“While we understand the Agency's interest and need to modernize and streamline its food programs, we are deeply concerned that FDA's decision to exclude dietary supplements from the Reagan-Udall Foundation review and placing food additives and supplements in the same office are not welcome developments at this moment,” said Loren Israelsen, president at the United Natural Products Alliance (UNPA).
The proposal for reorganization responds to a report on the operational evaluation of FDA’s Human Foods Program issued last December by the Reagan-Udall Foundation – an independent organization created by Congress in 2007 “to advance the mission of the FDA to modernize medical, veterinary, food, food ingredient, and cosmetic product development, accelerate innovation, and enhance product safety.”
For UNPA, one of the first and yet unanswered questions is why FDA specifically asked the reviewers to exclude dietary supplements from the process, calling the request “highly unusual” and a “missed or excluded opportunity”.
The update raised several additional questions that have generated a unanimous response among the dietary supplement industry’s trade associations, which view the proposal as potentially diluting the prioritization of dietary supplements that the industry has worked so hard to achieve.
What becomes of the ODSP?
The update – issued on June 27 – would relocate ODSP function within a new Office of Food Chemical Safety, Dietary Supplements, and Innovation. As Robert Marriott, director of regulatory affairs at the American Herbal Association (AHPA) pointed out, FDA created ODSP in 2015, elevating the program from its former status as a division under a parent office.
“Removing ODSP’s separate status and combining it with these other functions would unwind a structure that has ensured dedicated funding and attention to programs for the growing market for these health-promoting products,” he said.
Scott Melville, president and CEO at the Consumer Healthcare Products Association (CHPA), said that given that three in four American consumers take dietary supplements, “it’s essential that the ever-growing category receive appropriate attention, authority, and resources within the FDA.”
For Natural Products Association (NPA) President and CEO Dan Fabricant, Ph.D. – who ran the Division of Dietary Supplement Programs at FDA before it became its own office – the industry should not minimize the significance of the announcement, particularly as it relates to budgetary allocations.
“At FDA, budget wise, the lowest level of the budget is the office level, so if you put one office under another, then that budget line disappears,” he said. “That’s one big concern. We would not know how those funds are being directed – whether to dietary food supplements or to food additives.”
Why grouped with food additives?
One of the other big questions that emerged is why dietary supplements (foods by statutory definition) would be placed within the same office as food additives.
“We’re very concerned about this reorganization of FDA that would take dietary supplements and combine our office with another office on food chemical safety,” said Steve Mister, president of the Council for Responsible Nutrition (CRN). “That is not a good sign for how FDA looks at dietary supplements and the future of regulation of supplements.”
Israelsen called the regrouping “unsettling”, particularly since one of the primary objectives in the passage of the Dietary Supplement Health and Education Act (DSHEA) in 1994 “was to – once and for all – stop FDA's use of the food additive provision to remove dietary supplements from the market.”
Dr. Fabricant shared a June 29 email addressed to FDA Principal Deputy Commissioner Janet Woodcock, MD, in which he referred to the combining of dietary supplements and food additives as “alarming” and stated that the funding for each should not be comingled.

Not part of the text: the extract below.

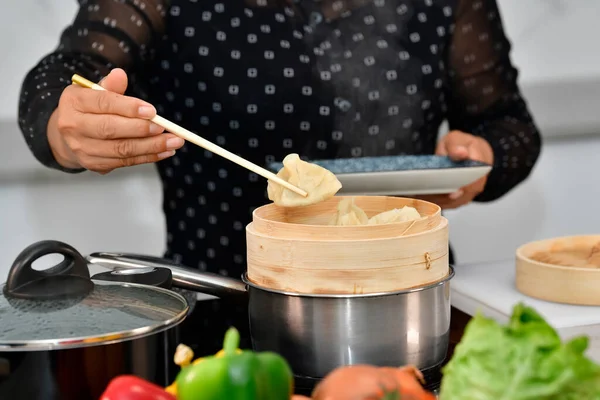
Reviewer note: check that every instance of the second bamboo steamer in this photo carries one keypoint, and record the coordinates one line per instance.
(294, 250)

Why risk management functions?
In the new organization chart accompanying the update, the Office of Food Chemical Safety, Dietary Supplements, and Innovation would sit alongside the Nutrition Center of Excellence and the Office of Microbiological Food Safety – all overseen by the Deputy Commissioner for Human Foods. Together, they make up the three areas of focus of what the FDA calls Risk Management Functions to mitigate public health risks.
“Of additional significant concern is FDA’s incomprehensible proposal to place dietary supplement programs in its ‘Risk Management Functions,’” said AHPA President Michael McGuffin. “Any review of adverse event reporting data and food recalls would demonstrate the remarkable safety record of dietary supplements over the last 30 years.”
The industry continues to maintain that FDA already has the tools available to ensure compliance in a playing field largely made up of good actors instead of continuing to create new mechanisms accompanied by uncertainty, or as Dr. Fabricant put it “trying to impugn an entire industry as a bunch of scofflaws”.
All stakeholders called for clarification from the FDA to better understand the proposed structural changes and how they will affect dietary supplement regulation.